The vast grasslands of Illinois, where I grew up, always trigger a sense of space for me. Waves of wind rolling across the tall grass prairies, the small nesting spaces of animals, and our own human spaces in limbo—all are charged with specific energy and light. In the parklands around the city, I feel a close connection with place and location as a human animal, an artist, and filmmaker. My work explores the dissonance and harmony between biological spaces and artificial, or human created objects. Plastics, recycled trash, an old deer bone or a lost baseball mitt are as common as dandelions. Sometimes beautiful, sometimes dangerous, we bathe in these newly decorated landscapes: what are we to make of such places?

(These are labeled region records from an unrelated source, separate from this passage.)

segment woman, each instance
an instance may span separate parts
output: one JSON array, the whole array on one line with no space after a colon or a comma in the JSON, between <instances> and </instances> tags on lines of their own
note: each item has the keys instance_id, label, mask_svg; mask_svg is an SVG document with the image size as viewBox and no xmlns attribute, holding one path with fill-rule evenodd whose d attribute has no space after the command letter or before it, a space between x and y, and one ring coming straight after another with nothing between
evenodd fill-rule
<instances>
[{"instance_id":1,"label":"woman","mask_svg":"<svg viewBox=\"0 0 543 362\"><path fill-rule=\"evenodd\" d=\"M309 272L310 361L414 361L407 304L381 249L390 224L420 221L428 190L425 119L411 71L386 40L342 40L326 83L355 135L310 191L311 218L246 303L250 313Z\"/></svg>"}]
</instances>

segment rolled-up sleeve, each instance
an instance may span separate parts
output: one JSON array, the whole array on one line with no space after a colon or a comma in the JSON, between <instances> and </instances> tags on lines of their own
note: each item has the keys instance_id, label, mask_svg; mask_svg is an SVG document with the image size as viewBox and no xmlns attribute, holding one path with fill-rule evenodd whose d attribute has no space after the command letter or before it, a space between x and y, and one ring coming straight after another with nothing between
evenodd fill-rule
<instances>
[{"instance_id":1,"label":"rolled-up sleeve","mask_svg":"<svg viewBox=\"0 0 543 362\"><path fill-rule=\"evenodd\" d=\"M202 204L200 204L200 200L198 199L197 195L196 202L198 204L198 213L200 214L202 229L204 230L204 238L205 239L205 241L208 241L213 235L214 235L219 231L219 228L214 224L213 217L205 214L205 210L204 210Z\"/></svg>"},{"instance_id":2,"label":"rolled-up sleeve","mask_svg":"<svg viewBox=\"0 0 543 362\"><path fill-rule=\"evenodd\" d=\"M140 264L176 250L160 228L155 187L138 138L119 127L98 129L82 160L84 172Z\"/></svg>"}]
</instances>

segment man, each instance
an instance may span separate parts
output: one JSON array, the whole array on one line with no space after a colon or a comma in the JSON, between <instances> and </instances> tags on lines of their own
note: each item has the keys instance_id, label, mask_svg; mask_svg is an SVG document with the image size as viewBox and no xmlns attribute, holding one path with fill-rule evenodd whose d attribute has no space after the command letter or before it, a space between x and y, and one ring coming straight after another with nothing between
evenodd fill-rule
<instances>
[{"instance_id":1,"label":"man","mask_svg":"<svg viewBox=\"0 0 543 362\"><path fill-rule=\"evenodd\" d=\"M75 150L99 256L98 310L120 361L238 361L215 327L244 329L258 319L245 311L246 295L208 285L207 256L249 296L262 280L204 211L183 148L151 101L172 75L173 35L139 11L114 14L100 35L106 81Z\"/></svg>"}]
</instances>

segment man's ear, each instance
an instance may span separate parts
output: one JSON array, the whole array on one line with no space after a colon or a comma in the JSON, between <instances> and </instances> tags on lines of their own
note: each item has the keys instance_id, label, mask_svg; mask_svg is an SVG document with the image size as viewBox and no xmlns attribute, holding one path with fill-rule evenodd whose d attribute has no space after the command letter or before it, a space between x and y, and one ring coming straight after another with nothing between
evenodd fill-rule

My practice as an artist is conceptually based—my work is ignited by questions. I choose specific and varied media to fit the questions, and to best bring these ideas into the known world. Art materials—which can include just about everything—are part of my magician’s toolbox: each piece of fabric, paint tube, and object in it has the possibility of evoking—or becoming—something else. Right now my work is centered in green spaces, both urban and wild. Our human interactions in those green spaces fuel the questions I ask in my work.

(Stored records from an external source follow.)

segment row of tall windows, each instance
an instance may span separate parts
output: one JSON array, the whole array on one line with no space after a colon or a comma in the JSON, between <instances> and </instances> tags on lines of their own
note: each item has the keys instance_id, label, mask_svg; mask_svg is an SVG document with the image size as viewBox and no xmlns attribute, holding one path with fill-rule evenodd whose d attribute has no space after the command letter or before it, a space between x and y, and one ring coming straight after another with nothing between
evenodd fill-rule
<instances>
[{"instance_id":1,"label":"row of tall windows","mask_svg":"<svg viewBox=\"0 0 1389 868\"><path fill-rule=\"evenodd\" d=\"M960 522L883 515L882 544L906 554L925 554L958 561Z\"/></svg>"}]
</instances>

LAURA LITTEN: In the Galleries,
Sunday September 21,2014
BY MARK JENKINS
Although it’s titled “The Bellini Project,” after the 15th-century Italian painter, Laura Litten’s Studio Gallery show includes much nature imagery. All the pictures are landscapes in an extreme horizontal format, and all but one (an oil painting) meld watercolor, gouache, ink and pencil. The Chicago-forged D.C. artist uses clean colors and delicate lines to depict a whale, a pelican, a snail and some rabbits, which enter the scenes in a gently uncanny manner. Whether placed in a center panel or around the edges, the creatures are as incongruous as the inorganic objects Litten also inserts: telephones, a piano, an airplane and metal pipes and bolts. The artist writes that these juxtapositions were inspired by the strangeness of Bellini’s “Madonna and Child,” but others may think of surrealism.